Airspeed raises $20M Series A, 200 customers, ex-DeepMind founders

DeepMind alumni Adam Liska and Devang Agrawal closed $20M Series A for Airspeed, their AI sales execution platform. DN Capital led the round. The company hit 200 customers across 20 countries two years post-launch, automating CRM updates, follow-ups, and risk flagging for GTM teams.

Airspeed raises $20M Series A, 200 customers, ex-DeepMind founders

DeepMind Founders Close $20M for Sales Execution Platform

Airspeed, the AI sales execution platform built by ex-DeepMind scientists Adam Liska and Devang Agrawal, raised $20M Series A led by DN Capital. Atlassian Ventures, Vi Partners, and Framework Venture Partners joined the round. Total funding now sits above $25M.

The company launched in 2022 as Glyphic, rebranded to Airspeed in May 2026, and hit 200 customers across 20 countries. The platform uses autonomous agents to handle post-call execution: CRM updates, follow-up emails, risk flags, business cases. Liska calls it the execution gap, the space between knowing what to do after a call and actually doing it.

"The single most expensive sentence in sales is 'I'll follow up on that,'" Liska said. The promise sounds responsible, but the follow-up sinks in the inbox, urgency dies, and the deal still shows live in the CRM. Managers forecast it. CROs present it to the board. Nobody executed.

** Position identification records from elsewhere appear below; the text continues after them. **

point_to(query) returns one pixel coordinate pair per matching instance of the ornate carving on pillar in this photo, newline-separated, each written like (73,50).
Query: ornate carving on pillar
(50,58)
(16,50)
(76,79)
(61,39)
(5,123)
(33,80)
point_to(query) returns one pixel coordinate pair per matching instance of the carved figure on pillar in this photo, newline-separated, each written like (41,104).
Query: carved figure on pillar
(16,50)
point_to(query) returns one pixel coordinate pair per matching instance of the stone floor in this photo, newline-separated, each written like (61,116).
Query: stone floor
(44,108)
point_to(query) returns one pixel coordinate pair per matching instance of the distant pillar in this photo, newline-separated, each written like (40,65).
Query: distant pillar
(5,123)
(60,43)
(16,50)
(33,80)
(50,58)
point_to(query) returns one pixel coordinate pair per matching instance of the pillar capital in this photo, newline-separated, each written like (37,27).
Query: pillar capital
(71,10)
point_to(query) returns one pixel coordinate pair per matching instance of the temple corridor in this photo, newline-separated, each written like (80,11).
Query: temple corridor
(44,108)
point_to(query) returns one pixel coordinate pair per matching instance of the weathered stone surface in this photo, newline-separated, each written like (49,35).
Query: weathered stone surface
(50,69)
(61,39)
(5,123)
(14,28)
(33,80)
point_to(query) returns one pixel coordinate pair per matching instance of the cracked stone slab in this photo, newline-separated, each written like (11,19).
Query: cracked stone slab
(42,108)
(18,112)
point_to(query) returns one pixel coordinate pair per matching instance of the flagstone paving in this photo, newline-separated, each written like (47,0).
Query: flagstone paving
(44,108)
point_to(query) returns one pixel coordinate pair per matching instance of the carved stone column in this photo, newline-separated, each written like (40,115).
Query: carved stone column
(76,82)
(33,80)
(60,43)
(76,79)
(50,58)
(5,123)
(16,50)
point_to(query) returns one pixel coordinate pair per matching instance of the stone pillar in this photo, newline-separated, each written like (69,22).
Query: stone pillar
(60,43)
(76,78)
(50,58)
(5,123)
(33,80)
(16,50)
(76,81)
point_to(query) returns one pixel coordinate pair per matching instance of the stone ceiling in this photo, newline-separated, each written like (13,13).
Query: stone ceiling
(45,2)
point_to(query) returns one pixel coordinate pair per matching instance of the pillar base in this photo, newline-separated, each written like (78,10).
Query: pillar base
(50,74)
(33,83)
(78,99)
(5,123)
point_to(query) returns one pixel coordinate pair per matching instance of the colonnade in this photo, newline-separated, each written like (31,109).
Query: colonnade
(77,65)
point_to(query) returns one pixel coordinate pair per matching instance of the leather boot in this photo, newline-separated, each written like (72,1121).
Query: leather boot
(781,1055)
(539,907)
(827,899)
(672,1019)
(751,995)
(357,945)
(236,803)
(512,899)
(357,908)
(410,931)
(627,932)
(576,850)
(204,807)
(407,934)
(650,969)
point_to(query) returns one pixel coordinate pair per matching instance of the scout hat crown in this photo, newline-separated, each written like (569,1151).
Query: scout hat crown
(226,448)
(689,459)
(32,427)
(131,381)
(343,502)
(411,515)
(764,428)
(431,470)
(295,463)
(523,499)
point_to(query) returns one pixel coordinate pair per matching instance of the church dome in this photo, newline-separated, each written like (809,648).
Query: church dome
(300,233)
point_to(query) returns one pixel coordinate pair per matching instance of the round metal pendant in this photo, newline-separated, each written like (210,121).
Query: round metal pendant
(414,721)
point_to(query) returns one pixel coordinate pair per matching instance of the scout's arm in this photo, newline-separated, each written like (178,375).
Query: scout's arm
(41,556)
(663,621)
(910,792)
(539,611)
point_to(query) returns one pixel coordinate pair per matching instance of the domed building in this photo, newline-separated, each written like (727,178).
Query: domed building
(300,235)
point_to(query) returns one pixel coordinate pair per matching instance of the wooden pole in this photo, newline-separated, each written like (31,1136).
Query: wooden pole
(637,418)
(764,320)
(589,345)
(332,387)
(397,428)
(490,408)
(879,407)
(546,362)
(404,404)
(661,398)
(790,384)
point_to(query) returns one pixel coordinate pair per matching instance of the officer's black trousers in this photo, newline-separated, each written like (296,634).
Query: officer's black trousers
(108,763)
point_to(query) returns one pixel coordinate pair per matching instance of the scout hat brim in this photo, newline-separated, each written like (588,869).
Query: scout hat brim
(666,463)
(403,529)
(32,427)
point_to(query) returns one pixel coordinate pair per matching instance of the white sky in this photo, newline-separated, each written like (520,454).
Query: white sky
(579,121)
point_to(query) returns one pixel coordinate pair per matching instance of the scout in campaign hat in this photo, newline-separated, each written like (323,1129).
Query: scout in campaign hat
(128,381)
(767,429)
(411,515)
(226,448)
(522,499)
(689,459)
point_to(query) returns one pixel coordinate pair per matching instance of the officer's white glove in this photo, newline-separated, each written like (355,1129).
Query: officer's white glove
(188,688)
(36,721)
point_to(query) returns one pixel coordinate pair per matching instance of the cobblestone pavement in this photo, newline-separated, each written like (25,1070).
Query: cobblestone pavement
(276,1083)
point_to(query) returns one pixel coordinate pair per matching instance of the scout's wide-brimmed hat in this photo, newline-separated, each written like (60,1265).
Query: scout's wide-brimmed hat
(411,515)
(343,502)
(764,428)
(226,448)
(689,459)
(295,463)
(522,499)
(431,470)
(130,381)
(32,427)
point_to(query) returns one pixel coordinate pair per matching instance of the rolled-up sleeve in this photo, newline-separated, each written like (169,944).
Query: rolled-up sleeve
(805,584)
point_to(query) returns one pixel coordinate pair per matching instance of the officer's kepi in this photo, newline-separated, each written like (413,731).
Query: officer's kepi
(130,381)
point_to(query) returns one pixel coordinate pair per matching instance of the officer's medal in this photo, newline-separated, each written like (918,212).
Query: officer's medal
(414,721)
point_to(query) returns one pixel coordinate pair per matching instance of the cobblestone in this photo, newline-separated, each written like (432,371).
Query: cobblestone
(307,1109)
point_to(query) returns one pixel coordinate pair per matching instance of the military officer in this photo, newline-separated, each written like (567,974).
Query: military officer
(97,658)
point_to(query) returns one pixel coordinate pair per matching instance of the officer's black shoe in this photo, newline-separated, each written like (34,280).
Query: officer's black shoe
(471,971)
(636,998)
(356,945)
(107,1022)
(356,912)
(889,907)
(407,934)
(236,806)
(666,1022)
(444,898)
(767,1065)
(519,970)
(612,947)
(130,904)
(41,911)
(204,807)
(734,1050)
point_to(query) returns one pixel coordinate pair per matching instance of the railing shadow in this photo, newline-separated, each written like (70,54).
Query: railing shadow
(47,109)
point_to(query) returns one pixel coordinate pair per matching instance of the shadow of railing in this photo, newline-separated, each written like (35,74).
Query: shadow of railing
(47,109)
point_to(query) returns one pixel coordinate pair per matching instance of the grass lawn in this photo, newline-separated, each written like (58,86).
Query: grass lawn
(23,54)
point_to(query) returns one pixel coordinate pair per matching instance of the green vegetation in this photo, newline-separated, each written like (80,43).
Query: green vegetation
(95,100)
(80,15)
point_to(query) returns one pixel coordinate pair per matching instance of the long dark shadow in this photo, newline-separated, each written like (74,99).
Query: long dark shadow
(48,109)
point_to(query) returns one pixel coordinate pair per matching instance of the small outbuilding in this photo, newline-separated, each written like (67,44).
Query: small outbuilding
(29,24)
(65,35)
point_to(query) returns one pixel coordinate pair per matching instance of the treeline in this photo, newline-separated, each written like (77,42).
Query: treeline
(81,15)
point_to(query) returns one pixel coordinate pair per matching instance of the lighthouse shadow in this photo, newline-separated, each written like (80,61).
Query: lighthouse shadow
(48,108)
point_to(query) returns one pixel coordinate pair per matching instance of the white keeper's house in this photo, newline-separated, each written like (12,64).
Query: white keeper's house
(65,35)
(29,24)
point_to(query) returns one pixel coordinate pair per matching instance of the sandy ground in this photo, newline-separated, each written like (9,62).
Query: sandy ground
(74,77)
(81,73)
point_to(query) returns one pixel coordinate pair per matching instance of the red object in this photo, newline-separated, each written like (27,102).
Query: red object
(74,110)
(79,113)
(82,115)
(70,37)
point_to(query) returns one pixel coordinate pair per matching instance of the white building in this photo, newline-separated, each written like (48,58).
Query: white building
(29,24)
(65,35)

What This Means for Sales Teams

Airspeed sits in the sales execution category, competing with tools like Outreach and Salesloft but focused on autonomous agents rather than rep-triggered workflows. The pitch: automate research, CRM hygiene, follow-up generation, and business case creation. Let reps focus on the call, not the cleanup.

Liska left DeepMind's Gemini team pre-ChatGPT, betting that AI would flatten GTM orgs by squeezing middle management, not frontline reps. Same pattern as engineering: companies are not cutting engineers, they are slowing junior hiring and keeping the team that executes. Orgs get flatter, reps get stronger, the layer above them gets thinner.

The company scaled early pipeline through in-person events: dinners, breakfasts, hackathons. At the half-year mark, 70% of deals traced back to offline touchpoints. Cold outbound still works, but face-to-face shortens cycles and lifts win rates.

No ANZ-specific headcount or office presence disclosed, but Atlassian Ventures' involvement suggests potential regional relevance. Comp data, team size, and quota details not public. The company remains private with no acquisitions reported.

What Sales Leaders Should Watch

The execution platform category is splitting: sales engagement tools (Outreach, Salesloft) focus on rep productivity, while execution platforms (Airspeed) focus on autonomous post-call workflows. The line between them is blurring as every platform adds AI features.

Liska's take: AI won't replace reps, but it will change what reps do. Automate research, CRM updates, follow-ups. Keep reps on calls, not admin. The bet is that GTM teams will pay for execution, not just engagement.

Worth noting: Airspeed does not lock into a single AI model. The team rebuilds workflows as frontier models improve. That matters when OpenAI, Anthropic, and Google ship updates every quarter. The platform you buy today might run on different models six months from now.